Here we provide the performance of Unicorn on multiple tasks (Object Detection, Instance Segmentation, and Object Tracking). The complete model weights and the corresponding training logs are given by the links.
The object detector of Unicorn is pretrained and evaluated on COCO. In this step, there is no segmentation head and the network is trained only using box-level annotations.
Experiment | Backone | Box AP | Model | Log |
---|---|---|---|---|
unicorn_det_convnext_large_800x1280 | ConvNext-Large | 53.7 | model | log |
unicorn_det_convnext_tiny_800x1280 | ConvNext-Tiny | 53.1 | model | log |
unicorn_det_r50_800x1280 | ResNet-50 | 51.7 | model | log |
Please note that this part is optional. The training of downstream tracking tasks do not rely on this. So please feel free to skip it unless you are interested in instance segmentation on COCO. In this step, a segmentaiton head is appended to the pretrained object detector. Then parameters of the object detector are frozen and only the segmentation head is optimized. So the box AP would be the same as that in the previous stage. Here we provide the results of the model with convnext-tiny backbone.
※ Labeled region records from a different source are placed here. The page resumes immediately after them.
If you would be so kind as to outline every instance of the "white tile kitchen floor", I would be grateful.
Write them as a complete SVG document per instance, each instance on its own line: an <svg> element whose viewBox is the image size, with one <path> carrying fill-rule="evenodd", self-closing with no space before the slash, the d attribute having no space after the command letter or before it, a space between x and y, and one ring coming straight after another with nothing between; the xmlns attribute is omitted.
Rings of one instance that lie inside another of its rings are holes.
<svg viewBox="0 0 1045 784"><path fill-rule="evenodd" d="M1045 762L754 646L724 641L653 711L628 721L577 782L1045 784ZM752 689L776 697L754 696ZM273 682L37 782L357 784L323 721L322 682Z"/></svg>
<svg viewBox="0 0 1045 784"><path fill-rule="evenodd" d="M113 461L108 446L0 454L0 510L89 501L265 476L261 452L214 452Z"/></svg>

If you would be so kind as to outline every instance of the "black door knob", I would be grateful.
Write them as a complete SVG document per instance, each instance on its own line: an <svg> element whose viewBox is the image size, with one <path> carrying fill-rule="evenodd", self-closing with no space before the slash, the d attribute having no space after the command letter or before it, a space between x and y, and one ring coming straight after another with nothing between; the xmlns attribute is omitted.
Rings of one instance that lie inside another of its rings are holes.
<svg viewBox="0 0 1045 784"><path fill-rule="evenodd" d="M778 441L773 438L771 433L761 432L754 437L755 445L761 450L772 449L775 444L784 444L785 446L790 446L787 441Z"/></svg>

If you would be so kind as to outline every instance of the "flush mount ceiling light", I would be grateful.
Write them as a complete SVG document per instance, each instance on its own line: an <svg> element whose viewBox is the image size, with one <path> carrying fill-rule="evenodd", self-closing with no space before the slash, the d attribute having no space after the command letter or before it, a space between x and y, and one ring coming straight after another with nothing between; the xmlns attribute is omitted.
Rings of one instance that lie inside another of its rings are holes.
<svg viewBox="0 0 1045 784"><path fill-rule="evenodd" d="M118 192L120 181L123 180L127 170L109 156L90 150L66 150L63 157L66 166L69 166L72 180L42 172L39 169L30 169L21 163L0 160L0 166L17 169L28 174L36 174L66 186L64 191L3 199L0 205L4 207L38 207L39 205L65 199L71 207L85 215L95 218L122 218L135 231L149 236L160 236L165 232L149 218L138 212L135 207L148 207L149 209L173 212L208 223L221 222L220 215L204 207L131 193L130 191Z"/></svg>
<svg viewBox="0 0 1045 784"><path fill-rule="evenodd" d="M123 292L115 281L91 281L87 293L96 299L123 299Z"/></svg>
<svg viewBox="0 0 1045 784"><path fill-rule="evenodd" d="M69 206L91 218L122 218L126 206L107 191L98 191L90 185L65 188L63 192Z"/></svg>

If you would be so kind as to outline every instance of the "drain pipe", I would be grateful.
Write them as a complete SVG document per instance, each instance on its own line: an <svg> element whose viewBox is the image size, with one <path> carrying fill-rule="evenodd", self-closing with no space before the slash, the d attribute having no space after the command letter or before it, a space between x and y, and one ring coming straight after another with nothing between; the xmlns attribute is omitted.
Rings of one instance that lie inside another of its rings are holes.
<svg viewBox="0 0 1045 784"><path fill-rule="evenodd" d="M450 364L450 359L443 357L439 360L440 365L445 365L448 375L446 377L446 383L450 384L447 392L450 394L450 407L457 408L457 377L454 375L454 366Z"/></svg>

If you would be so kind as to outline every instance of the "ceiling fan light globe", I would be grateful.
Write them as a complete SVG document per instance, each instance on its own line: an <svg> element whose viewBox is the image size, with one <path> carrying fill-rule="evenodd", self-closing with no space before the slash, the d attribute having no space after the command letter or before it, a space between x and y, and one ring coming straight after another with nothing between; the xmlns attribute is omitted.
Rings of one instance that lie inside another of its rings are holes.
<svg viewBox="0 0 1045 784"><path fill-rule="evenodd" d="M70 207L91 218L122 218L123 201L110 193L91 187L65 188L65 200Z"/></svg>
Experiment | Backone | Mask AP | Model | Log |
---|---|---|---|---|
unicorn_inst_convnext_tiny_800x1280 | ConvNext-Tiny | 43.2 | model | log |
There are some inner conflicts among existing MOT benchmarks.
- Different benchmarks focus on different object classes. For example, MOT Challenge, BDD100K, and TAO include 1, 8, and 800+ object classes.
- Different benchmarks have different labeling rules. For example, the MOT challenge always annotates the whole person, even when the person is heavily occluded or cut by the image boundary. However, the other benchmarks do not share the same rule.
These factors make it difficult to train one unified model for different MOT benchmarks. To deal with this problem, Unicorn trains two unified models. To be specific, the first model can simultaneously deal with SOT, BDD100K, VOS, and BDD100K MOTS. The second model can simultaneously deal with SOT, MOT17, VOS, and MOTS Challenge. The results of SOT and VOS are reported using the first model.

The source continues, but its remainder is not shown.